The annotation algorithm is currently performed by the CogStack-SemEHR annotator, although a similar one might be MedCat. It should be possible to replace the annotator if one was found to perform much better. That would of course mean the whole database would need to be repopulated; it would not be possible to mix the two outputs.

Standalone document annotation

The first (optional) step is to anonymise the documents:

semehr_anon.py -i txt_dir -o anon_dir [--xml]

The annotation step can be performed with:

semehr_annotate.py -i anon_dir/ -o annot_dir/

Input files must be named *.txt and output files will be named similarly *.json. It requires a config file specified with -c unless CogStack-SemEHR is in a well-known location typically /opt/semehr/CogStack-SemEHR

Usage: semehr_annotate.py -i input -o output -c semehr_processor.json -s CogStack-SemEHR/ -g gcp/

  -i INPUT, --input INPUT directory of *.txt files
  -o OUTPUT, --output OUTPUT directory of *.json files
  -c CONF, --conf path to semehr_processor.json filename
  -s SEMEHR, --semehr /opt/semehr/CogStack-SemEHR
  -g GCP, --gcp /opt/gcp (contains bio-yodie-1-2-1, gate, gcp-2.5-18658)
  -d, --debug

DICOM SR annotation

This is similar to Standalone document annotation but with a preceding step of extracting the text from a DICOM file. Also supported is extracting the text from a MongoDB database (where the tags are stored in SMI format).

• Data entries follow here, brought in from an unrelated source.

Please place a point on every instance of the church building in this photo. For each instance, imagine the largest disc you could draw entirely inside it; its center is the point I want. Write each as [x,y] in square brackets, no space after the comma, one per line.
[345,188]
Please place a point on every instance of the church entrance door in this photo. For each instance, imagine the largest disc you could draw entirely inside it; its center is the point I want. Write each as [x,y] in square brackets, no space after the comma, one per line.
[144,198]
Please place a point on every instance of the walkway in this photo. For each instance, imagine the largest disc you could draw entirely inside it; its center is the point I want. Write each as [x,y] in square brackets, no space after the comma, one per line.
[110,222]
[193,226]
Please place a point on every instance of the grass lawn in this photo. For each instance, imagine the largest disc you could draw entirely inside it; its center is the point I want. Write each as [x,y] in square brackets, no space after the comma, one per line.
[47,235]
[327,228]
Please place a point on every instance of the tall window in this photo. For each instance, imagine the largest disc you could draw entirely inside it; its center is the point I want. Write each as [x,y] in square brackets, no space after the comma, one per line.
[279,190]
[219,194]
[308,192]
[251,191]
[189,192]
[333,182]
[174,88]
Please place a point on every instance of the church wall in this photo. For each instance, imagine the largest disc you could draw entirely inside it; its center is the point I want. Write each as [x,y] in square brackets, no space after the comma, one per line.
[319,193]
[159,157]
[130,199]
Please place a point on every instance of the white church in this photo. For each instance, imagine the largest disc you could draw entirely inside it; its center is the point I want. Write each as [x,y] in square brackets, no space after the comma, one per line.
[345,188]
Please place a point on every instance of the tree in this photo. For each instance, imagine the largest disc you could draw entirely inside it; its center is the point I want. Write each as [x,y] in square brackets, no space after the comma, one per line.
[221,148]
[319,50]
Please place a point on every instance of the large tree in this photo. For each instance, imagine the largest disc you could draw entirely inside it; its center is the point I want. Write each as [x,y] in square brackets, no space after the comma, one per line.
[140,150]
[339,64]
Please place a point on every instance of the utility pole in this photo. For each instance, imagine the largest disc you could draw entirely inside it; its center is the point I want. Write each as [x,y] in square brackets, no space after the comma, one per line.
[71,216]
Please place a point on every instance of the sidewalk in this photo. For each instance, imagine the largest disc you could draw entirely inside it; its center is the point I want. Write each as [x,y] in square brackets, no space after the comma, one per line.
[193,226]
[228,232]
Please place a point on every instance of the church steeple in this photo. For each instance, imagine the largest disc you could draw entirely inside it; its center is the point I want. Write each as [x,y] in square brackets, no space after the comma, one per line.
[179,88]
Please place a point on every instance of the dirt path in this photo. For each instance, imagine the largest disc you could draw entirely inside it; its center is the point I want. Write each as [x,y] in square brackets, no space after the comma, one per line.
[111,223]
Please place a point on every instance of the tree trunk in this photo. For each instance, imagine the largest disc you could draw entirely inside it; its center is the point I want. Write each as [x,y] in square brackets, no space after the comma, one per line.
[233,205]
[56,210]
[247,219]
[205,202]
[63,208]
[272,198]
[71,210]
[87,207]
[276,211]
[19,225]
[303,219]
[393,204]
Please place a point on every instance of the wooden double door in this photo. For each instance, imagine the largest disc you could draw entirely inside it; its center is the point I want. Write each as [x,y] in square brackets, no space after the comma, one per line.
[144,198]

Use the CTP_DicomToText.py script to extract the text, for example from MongoDB in SMI extract all documents with metadata for a given StudyDate:

CTP_DicomToText.py -y dataLoad.yaml -y dataExtract.yaml \
    -i <StudyDate> \
    -o txt_dir/  -m meta_dir/

Load annotations into database

See a separate document for the preparation of the database tables.

Use this script to load annotations into PostgreSQL:

semehr_to_postgres.py -j annot_dir/ -t txt_dir/ -m meta_dir/

The annot_dir is the directory of annotations in JSON format as produced by semehr_annotate.py. The txt_dir is the directory of corresponding text files which will be added to the database alongside their annotations. It could be anon_dir from semehr_anon.py if you want to store anonymised versions. The meta_dir is an (optional) directory of corresponding metadata files in JSON format giving information like "SOPClassUID", "SOPInstanceUID", "StudyInstanceUID", "SeriesInstanceUID", "ContentDate", "ModalitiesInStudy" These files could be produced by extracting the information from DICOM files or a MongoDB database. See CTP_DicomToText.py

SMI data load pipeline

Currently the process of loading annotations from DICOM SRs is done manually on a per-StudyDate basis using the script mongo_semehr_postgres.sh.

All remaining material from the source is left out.